Заметим: говоря об отмирании государства, В.И. Ленин нигде ни словом не обмолвился об отмирании права. Даже в высшей фазе коммунизма при отсутствии государства он всё же предполагает необходимость соблюдения «основных правил всякого человеческого общежития», которое станет привычкой. То есть, право не исчезает, исчезает государственно-принудительный способ его осуществления, но остается естественный для права привычный добровольный способ осуществления правомерного поведения, без которого никакое право не просуществовало бы и нескольких дней. А еще остается «неизбежность отдельных эксцессов» и связанная с этим необходимость их подавления. И даже если это подавление осуществляет сам вооруженный народ с такой же простотой и легкостью, с которой «любая толпа цивилизованных людей в современном обществе разнимает дерущихся или не допускает насилия над женщиной», то и в этом случае действия толпы должны быть правомерными, то есть регулироваться правом, как и действия «вооруженного народа» при подавлении отдельных эксцессов. С точки зрения нашего понятия права, сформулированного в первой книге “Диалектики права”, это означает переход в будущем от одного вида права к другому: от юридического права классового общества к гуманистическому праву общества без классов.

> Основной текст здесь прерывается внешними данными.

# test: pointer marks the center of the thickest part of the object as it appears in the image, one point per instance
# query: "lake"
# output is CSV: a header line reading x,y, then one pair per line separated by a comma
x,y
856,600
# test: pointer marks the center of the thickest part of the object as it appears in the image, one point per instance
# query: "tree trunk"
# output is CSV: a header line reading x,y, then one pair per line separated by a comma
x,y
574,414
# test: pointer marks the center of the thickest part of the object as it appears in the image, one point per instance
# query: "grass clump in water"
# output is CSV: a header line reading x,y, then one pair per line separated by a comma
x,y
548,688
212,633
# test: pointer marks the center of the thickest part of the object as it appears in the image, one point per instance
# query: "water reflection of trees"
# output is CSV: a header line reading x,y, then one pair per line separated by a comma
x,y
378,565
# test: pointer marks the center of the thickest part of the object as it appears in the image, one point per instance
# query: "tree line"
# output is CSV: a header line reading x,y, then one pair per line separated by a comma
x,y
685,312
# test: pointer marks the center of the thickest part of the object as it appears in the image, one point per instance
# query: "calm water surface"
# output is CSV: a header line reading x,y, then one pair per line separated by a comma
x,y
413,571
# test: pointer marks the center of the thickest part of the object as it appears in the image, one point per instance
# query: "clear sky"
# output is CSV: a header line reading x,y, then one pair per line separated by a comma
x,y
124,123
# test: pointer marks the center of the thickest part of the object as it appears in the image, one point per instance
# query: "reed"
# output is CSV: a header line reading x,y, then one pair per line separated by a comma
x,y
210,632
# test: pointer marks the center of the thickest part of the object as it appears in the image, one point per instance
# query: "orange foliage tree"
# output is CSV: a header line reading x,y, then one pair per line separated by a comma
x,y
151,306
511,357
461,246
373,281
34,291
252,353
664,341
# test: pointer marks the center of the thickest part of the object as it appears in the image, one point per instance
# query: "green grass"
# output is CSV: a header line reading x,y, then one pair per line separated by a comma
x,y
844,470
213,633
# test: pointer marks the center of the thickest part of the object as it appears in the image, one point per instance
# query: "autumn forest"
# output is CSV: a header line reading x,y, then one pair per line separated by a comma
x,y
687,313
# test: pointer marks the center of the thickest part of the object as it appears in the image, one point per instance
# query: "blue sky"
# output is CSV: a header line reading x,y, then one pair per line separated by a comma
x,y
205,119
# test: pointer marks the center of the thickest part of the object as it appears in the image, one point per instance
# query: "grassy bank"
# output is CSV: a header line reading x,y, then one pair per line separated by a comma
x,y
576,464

На основе анализа ленинской точки зрения на отношение права к государству следует заключить, что в марксизме право трактуется не как «продукт» государства и классового общества, а как необходимое порождение общественных отношений, связанных с неравенством людей в качестве субъектов этих отношений, как один из тех нормативных способов, каким осуществляется необходимость соблюдать общие правила человеческого общежития [9].
________________________________
1. Манджиев Т.Б. Право как всеобщая форма бытия идеального в обществе // Правоведение. – 1997. – № 3. – с. 35.
2. Там же. – с. 36-37.
3. Там же. – с. 37-38.
4. Ленин В.И. Полн. собр. соч. – Т.33. – с. 98-99.
5. Там же. – с. 94-95.
6. Там же. – с. 97.
7. Там же. – с. 90-91.
8. Там же. – с. 102.
9. Ющик А.И. Диалектика права. Книга вторая. Первобытное право (Очерк теории происхождения права). – К.: Парлам. вид-во, 2021. – с. 283-290.